Researchers from the National Institute of Information and Communications Technology (NICT), the Japan Science and Technology Agency (JST), Toin University of Yokohama, and Chiba University have successfully developed a novel color-multiplexed holography system.

Overview of the proposed instantaneous color-multiplexed holographic sensing technique with a computational coherent superposition (CCS) scheme.
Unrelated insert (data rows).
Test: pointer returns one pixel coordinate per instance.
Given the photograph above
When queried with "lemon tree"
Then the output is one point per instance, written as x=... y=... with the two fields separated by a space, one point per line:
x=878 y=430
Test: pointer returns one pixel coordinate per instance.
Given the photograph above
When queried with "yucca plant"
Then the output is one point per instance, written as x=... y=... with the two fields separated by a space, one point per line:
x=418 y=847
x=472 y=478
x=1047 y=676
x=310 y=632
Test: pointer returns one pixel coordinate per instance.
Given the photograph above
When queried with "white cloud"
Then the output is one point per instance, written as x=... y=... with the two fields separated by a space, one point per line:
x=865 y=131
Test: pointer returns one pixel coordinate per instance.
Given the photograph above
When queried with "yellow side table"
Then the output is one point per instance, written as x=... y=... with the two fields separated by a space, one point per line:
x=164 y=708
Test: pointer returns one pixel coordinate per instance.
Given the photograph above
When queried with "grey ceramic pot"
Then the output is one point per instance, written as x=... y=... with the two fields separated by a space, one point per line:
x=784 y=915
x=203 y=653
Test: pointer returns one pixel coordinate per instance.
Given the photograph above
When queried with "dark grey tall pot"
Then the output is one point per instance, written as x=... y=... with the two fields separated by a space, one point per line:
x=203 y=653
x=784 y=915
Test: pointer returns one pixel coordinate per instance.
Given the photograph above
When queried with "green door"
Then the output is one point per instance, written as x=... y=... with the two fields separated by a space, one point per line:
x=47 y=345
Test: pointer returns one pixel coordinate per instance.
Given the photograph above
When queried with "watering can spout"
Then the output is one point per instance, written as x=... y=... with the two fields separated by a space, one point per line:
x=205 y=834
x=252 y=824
Image Credit: National Institute of Information and Communications Technology.

An exclusively engineered and developed monochrome image sensor in the new system enables 3D information of objects irradiated by a white-light lamp and self-luminous specimens to be recorded as a single multicolor hologram.

Single-shot color-multiplexed fluorescence holographic microscopy is achieved by leveraging digital holography and computational coherent superposition (CCS), where CCS was proposed by NICT.
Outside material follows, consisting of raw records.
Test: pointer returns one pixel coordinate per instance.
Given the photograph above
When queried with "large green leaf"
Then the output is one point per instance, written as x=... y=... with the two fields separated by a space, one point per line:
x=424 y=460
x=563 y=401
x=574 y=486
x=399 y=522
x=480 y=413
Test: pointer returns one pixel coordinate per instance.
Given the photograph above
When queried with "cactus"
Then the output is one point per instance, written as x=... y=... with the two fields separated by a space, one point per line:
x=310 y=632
The newly developed microscope obtains the color 3D information of self-luminous objects with just a single-shot exposure and without the need for a color filter array. The new system avoids the need for a laser light source and can perform multicolor 3D motion-picture sensing of moving objects and biological samples at video rate.
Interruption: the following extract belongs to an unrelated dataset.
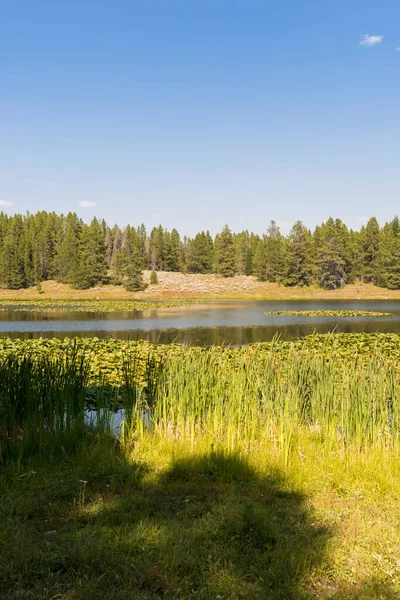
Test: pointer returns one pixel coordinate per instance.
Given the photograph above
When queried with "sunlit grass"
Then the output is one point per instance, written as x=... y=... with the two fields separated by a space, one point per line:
x=266 y=472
Further advancement will be made with respect to multicolor 3D microscopy of very weak light such as non-linear light and autofluorescence light.

The study results were reported in Applied Physics Letters on July 22nd, 2020, as an open-access paper.

A single color-multiplexed fluorescence light hologram was recorded to demonstrate simultaneous color 3D sensing of various self-luminous objects. In addition, the researchers also demonstrated multicolor 3D imaging with a white-light lamp by using a single-hologram recording.

A color-multiplexed hologram was recorded on a monochrome image sensor with no color filter by employing CCS, a holographic multiplexing technique. The new system can be used to perform color fluorescence holographic 3D sensing with only a single-shot exposure.

The number of exposures needed to obtain the information is 250 times less than that needed for a traditional color-multiplexed fluorescence holographic microscope.

The new system will prove useful for high-speed multicolor holographic 3D motion-picture microscopy for temporally and spatially incoherent light, as well as multicolor holographic 3D image sensing of extremely weak light such as autofluorescence light and non-linear light, including natural light, chemically activated light, and spontaneous Raman scattering light.

Future prospects of the study would be to optimize the recording speed in holographic multidimensional sensing of extremely weak self-luminous light sources and for use in multicolor holographic 3D motion-picture image sensing for spatially incoherent light.

This study was financially supported by the Japan Science and Technology Agency (JST) Precursory Research for Embryonic Science and Technology (PRESTO) (JPMJPR16P8 and JPMJPR17P2), Japan Society for the Promotion of Science (JSPS) (18H01456), Research Foundation for Opt-Science and Technology, and Konica Minolta Science and Technology Foundation.

Journal Reference:

Tahara, T., et al. (2020) Single-shot wavelength-multiplexed digital holography for 3D fluorescent microscopy and other imaging modalities. Applied Physics Letters.